A much faster (partial) successor to the plyr package, competitive to data.table in speed.
Uses a mix of R and C++ code (through the Rcpp package).
Applies a new approach to programming in R.
Allows direct connections to databases.
Allows hybrid evaluation (a mix of R code with code from another language).
SE versions of NSE functions (new in version 0.3)

We will not cover the last three in this talk.

Split-apply-combine

The core principle of plyr and dplyr is the “split-apply-combine” approach to data analysis:

split the data into subsets designated by group membership;
apply a function to each data split;
combine the results into a new data object.

Basically, it's divide-and-conquer applied to data analysis.

The examples will illustrate this as we proceed.

Data objects in dplyr

Unlike plyr, dplyr only accepts a limited set of input data objects:

data frames;
data tables (from the data.table package);
SQL tables
data cubes (experimental).

The tbl_*() functions convert an object of one of the above forms to a tbl object to which the “verb” functions in dplyr can be applied.

Basic example

library(data.table)
library(dplyr)

set.seed(409)
DF <- data.frame(g = gl(3, 4), 
                 labels = LETTERS[1:3],
                 y = rnorm(12))
DT <- data.table(DF, key = "g")
u1 <- tbl_df(DF)    # data frame -> tbl
u2 <- tbl_dt(DT)    # data table -> tbl
str(u1)             # note the classes

Classes 'tbl_df', 'tbl' and 'data.frame':   12 obs. of  3 variables:
 $ g     : Factor w/ 3 levels "1","2","3": 1 1 1 1 2 2 2 2 3 3 ...
 $ labels: Factor w/ 3 levels "A","B","C": 1 2 3 1 2 3 1 2 3 1 ...
 $ y     : num  0.593 1.121 0.561 1.843 0.954 ...

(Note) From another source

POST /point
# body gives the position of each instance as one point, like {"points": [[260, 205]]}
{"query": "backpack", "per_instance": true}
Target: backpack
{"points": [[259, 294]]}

Data pipeline operator %>%

The author of the magrittr package, Stefan Bache, introduced a data pipeline operator %>% which is used extensively by the dplyr and ggvis packages. The idea is that

x %>% f(...)   <=>  f(x, ...)

x is an input data object;
f() is a function that takes x as its first argument, with others specified in the call to f().

One creates a data pipeline by starting with a data object, applying a function that returns a data object, applying another function that returns a data object, etc.

Single-table verbs

arrange(): sorts a tbl by one or more variables
count(): computes frequencies by one or more grouping variables (new in version 0.3)
filter(): subsets rows of a tbl according to a logical expression
mutate(): transforms/creates \( >= 1 \) variables in a tbl
select(): selects a subset of variables from a tbl
summarise(): provides a one-number summary of a variable in a tbl.

The arrange(), count(), mutate() and summarise() functions are rewrites of functions of the same name in the plyr package.

group_by()

group_by() performs the “split” task in the “split-apply-combine” approach within dplyr. Its arguments are the variables by which to group the tbl object, separated by commas. The order in which they appear can matter, depending on context.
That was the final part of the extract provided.